There is currently no legally stipulated labeling requirement for texts created by artificial intelligence. But how are you supposed to recognize texts that AI has written? A US authority now wants to remedy this.

Artificial intelligence is already being used in many areas. Whether for the creation of photo and video material or for writing longer texts. However, there is currently no obligation to label content created in this way.

Although it is advisable to label this content accordingly when it is published, it is not required by law. However, it then becomes particularly difficult for users to recognize this content.

However, the National Institute of Standards and Technology now wants to remedy this. The US authority has launched the NIST GenAI initiative, which is intended to create systems specifically for this problem.

NIST GenAI is intended to help AI better recognize texts

With the NIST GenAI initiative, the US agency wants to create systems that make it possible to recognize texts, images and videos generated by AI. These so-called “content authenticity” detection systems should also make it possible to expose “deepfake” videos in the future.

The aim is, among other things, to detect fake and misleading content that is created with the help of artificial intelligence.

In order to achieve this, NIST says it first wants to explore the capabilities and limits of generative AI models. These assessments can then be used to promote information integrity and guide “the safe and responsible use of digital content”.

Current systems are not reliable enough

However, tools currently available that promise exactly this are not yet reliable enough. That's why NIST wants to work with teams from the AI ​​industry and researchers on its initiative.
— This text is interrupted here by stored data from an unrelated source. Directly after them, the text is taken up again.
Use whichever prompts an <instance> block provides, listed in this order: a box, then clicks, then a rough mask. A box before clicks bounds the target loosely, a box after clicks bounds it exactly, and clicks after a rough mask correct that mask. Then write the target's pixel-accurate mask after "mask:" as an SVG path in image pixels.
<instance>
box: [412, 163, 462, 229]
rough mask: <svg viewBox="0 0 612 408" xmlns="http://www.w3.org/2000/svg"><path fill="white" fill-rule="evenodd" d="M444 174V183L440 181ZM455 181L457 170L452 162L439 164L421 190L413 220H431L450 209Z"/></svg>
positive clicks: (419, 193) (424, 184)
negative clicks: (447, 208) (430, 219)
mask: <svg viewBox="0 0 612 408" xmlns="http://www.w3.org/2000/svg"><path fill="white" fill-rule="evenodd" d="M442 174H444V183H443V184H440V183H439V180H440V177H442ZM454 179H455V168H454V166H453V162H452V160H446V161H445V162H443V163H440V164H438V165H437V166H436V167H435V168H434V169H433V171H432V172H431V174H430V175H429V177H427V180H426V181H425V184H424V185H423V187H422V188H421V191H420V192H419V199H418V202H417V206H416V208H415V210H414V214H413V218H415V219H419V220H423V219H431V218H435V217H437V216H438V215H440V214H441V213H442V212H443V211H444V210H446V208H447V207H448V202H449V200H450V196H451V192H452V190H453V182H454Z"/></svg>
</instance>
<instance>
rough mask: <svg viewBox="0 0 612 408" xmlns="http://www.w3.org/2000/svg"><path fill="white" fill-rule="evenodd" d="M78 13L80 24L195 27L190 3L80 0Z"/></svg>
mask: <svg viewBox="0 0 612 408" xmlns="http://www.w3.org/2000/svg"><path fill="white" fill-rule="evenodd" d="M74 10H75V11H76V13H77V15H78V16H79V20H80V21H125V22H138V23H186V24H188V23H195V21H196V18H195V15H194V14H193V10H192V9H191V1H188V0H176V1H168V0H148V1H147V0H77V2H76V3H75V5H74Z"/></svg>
They are initially invited to submit so-called “generators” of AI-supported content as well as “discriminators” who can recognize this content.

For an initial study, the generators must then be able to create a text with a maximum of 250 words on a specific topic. The discriminators, in turn, have to recognize whether these texts were created by AI or by humans.

Registration for the study is open from May 1st to August 1st. A second one will follow, and NIST expects the results by February 2025.

The number of deepfakes has increased dramatically

It is hardly surprising that NIST now wants to move forward quickly with its initiative. The number of manipulated content on the Internet is constantly increasing.

According to the World Economic Forum, the number of deepfakes published has increased by more than 900 percent since the beginning of the year compared to the same period in 2023.